In 2018, Haley, the 51-year-old former governor of South Carolina, had a net worth of less than $1 million when she stepped down as then-President Donald Trump’s top envoy to the United Nations.
At the time, her parents — Ajit and Raj Randhawa — owed more than $1 million and were at risk of having their Lexington, S.C., home repossessed, according to Forbes.
Haley had less than $100,000 in her bank accounts while she was pulling down a salary of $185,000 per year — making it difficult to help her parents, Forbes reported.
The Randhawas were drowning in debt.
In 2000, they bought a 5,500-square-foot home near Lexington for $1.15 million — using a $920,000 loan from Bank of America to make the purchase, according to Forbes.
Three years later, Haley’s parents took out a $765,000 mortgage to help pay for a Lexington strip mall, which cost $1.3 million total.
In 2012, Haley’s father took out a second mortgage — increasing the debt load to $1.1 million against the strip mall.
At around the same time, it is believed that Raj Randhawa’s clothing business, Exotica International, went under.
Haley worked as her mother’s chief financial officer before embarking on a political career that began in 2004, when she was elected to the South Carolina House of Representatives.
In 2010, Haley was elected governor, making her a national figure. She parlayed her stature into a $475,000 advance for her first book, “Can’t Is Not An Option,” which was published by Penguin Books.

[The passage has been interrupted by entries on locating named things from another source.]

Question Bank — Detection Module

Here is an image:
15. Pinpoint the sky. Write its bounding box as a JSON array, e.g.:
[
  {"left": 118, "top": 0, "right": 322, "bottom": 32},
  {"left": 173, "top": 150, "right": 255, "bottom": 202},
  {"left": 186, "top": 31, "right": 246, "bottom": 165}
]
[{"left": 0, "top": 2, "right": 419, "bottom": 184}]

In 2014, Haley and her husband, college sweetheart Michael Haley, took out a $400,000 loan which they gave to her parents — using the parents’ home and the strip mall as collateral.
In 2017, the year Haley was picked by Trump to be US ambassador to the UN, Haley’s parents stopped paying back the loan from Bank of America on their home.

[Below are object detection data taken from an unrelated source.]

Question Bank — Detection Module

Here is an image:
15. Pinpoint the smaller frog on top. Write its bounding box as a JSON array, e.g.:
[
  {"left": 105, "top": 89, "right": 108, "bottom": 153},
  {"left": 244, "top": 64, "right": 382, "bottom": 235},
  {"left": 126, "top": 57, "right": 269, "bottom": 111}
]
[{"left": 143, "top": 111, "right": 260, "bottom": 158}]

That same year, the Randhawas sold the strip mall to an LLC created by their son-in-law, Michael Haley, for $5 “and love and affection” — meaning that effectively the Haleys were assuming the $1.1 million of remaining debt against the property.
In November of that year, Bank of America began foreclosure proceedings, serving court documents to the Haleys, who were junior lenders on their Lexington home, as well as to her parents, according to Forbes.

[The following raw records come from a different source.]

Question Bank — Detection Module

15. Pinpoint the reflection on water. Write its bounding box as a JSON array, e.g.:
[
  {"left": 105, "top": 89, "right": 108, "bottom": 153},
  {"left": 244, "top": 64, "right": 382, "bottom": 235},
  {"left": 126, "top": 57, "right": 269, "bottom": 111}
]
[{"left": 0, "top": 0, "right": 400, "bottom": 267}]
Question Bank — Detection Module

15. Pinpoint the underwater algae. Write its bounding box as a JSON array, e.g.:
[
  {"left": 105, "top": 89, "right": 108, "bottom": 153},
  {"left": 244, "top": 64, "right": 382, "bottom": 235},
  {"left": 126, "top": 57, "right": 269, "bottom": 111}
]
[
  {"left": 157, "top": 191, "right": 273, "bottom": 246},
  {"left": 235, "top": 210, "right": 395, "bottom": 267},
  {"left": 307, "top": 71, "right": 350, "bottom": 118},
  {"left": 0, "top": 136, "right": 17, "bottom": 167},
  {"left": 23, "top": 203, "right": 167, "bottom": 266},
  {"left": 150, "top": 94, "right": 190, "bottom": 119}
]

A Bank of America representative tried to serve the two couples with papers, but there was nobody to receive them.
When they tried to serve then-Ambassador Nikki Haley at the US Mission building at the United Nations, a security guard turned them away, according to Forbes.
In January 2018, Michael Haley’s LLC, Ikor Systems, sold the strip mall to a developer for $1.3 million.
That same month, Nikki Haley released the mortgage against the strip mall.
In June of that year, Haley had the mortgage against her parents’ home canceled as well. It is not believe that she was paid back the $400,000 that she loaned her parents.
Bank of America dismissed Haley from the foreclosure proceedings, but she still needed to help her parents, who were in danger of losing their home.
Three months after her parents were served court papers, Haley quit the Trump administration.
Eventually, a court ordered her parents’ home to be sold at auction.
The home went for $863,000 — some $300,000 less than what they paid in 2000.
Haley began giving paid speeches in 2019.
Last year alone, she made at least 11 appearances — resulting in a total haul of $2.3 million, according to Forbes.
In 2019, she authored a memoir that has sold over 100,000 copies.
Last year, she wrote another book that included a $350,000 advance from the publisher.
That same year, Haley took out a $1.9 million mortgage to buy a four-bedroom, 5,700-square-foot home for $2.4 million on Kiawah Island in South Carolina.
Since then, the value of the property has doubled to around $4.7 million, according to Forbes.
Haley has also made more than $700,000 in consulting fees as well as more than $300,000 in cash and stock from aerospace giant Boeing, which appointed her to the board of directors in 2019.
Haley stepped down from Boeing’s board in 2020.
She is also a director for United Homes Group, which has paid her more than $250,000 — a sum that doesn’t include future equity grants and other perks, according to Forbes.
The Post reached out to Haley for comment.